Lauritzen illustrated the point with a hypothetical scenario: drafting a contract. He showed a detailed breakdown of the steps an AI agent would need to take, including research, reviewing various legal documents, identifying relevant clauses, and finally drafting the contract. When the AI agent was presented with a flawed clause, its response was to simply suggest using a precedent from another contract, a process that proved inefficient and error-prone. Lauritzen critiqued this as a demonstration of how chat-based interactions can become a bottleneck. He stated, "Chat is a one-dimensional, low-bandwidth interface." This limitation, he explained, prevents agents from effectively handling the nuances of complex tasks where multiple steps and data points are involved.

The Verifier's Rule and Task Solvability

Introducing the concept of the "verifier's rule," attributed to Jason Wei, Lauritzen explained that AI is most effective at tasks that are easily verifiable. He presented a spectrum ranging from math and coding (easily verifiable) to finance and legal work (less easily verifiable). Legal tasks, such as drafting contracts or developing litigation strategies, often fall into the "unverifiable" or "hard to verify" categories, making them challenging for AI agents relying solely on simple chat interfaces. He demonstrated how breaking down a complex task like contract drafting into smaller, more manageable, and verifiable sub-tasks, such as checking definitions or applying formatting, allows for more efficient and reliable AI execution.

Increasing Trust and Control with High-Bandwidth Artifacts

Lauritzen proposed that to overcome these limitations, humans and AI should collaborate using what he termed "high-bandwidth artifacts." These are not just simple text conversations but rather structured, interactive documents or interfaces that allow for more detailed and nuanced collaboration.
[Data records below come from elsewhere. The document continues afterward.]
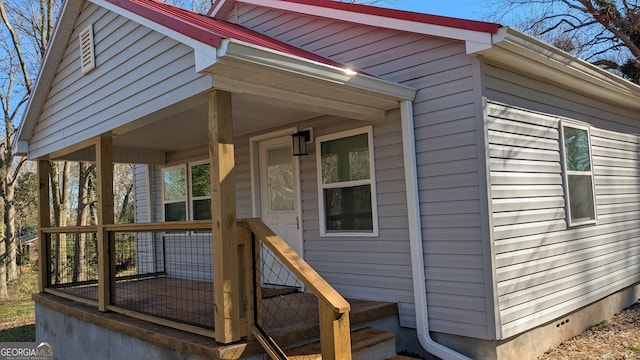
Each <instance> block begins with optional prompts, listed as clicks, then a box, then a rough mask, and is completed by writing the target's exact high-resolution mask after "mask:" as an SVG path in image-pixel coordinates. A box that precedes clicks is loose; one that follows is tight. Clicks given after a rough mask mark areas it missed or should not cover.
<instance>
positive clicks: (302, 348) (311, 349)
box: [285, 327, 396, 360]
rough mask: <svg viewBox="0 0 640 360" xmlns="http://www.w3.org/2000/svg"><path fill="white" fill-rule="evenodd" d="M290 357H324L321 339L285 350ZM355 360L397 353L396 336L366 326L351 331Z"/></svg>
mask: <svg viewBox="0 0 640 360" xmlns="http://www.w3.org/2000/svg"><path fill="white" fill-rule="evenodd" d="M285 353H286V354H287V356H288V357H289V359H299V360H300V359H322V354H321V353H320V341H314V342H312V343H308V344H304V345H300V346H296V347H293V348H290V349H287V350H285ZM351 353H352V356H353V357H352V358H353V360H383V359H386V358H388V357H391V356H393V355H394V354H395V353H396V336H395V334H394V333H392V332H390V331H385V330H380V329H376V328H372V327H365V328H362V329H357V330H353V331H351Z"/></svg>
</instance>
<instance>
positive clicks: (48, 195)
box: [38, 160, 51, 292]
mask: <svg viewBox="0 0 640 360" xmlns="http://www.w3.org/2000/svg"><path fill="white" fill-rule="evenodd" d="M50 172H51V164H50V163H49V160H38V269H40V271H38V290H39V291H40V292H44V289H45V288H47V287H48V286H49V274H50V270H51V268H50V266H49V251H50V249H49V246H48V242H47V237H48V236H49V235H47V234H45V233H44V232H43V231H42V229H43V228H47V227H50V226H51V208H50V206H49V173H50Z"/></svg>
He showed an example of a tabular review interface where an AI agent could flag specific clauses in multiple contracts, allowing human reviewers to quickly identify issues and make informed decisions. "Humans and agents should collaborate in high-bandwidth artifacts," he asserted. This approach allows for better control, as humans can steer the AI's work more effectively, and builds trust by making the AI's process more transparent and its outputs more easily verifiable.

The Future of AI Collaboration

The presentation concluded with a look at Legora's own platform, showcasing how it provides these richer, more interactive artifacts for legal professionals. Lauritzen emphasized that the future of AI agents lies not in simply making them more conversational, but in developing interfaces that allow for deeper, more structured collaboration, enabling agents to handle complex tasks with greater accuracy and efficiency. He believes that this convergence of UI will be key to unlocking the full potential of AI across various industries.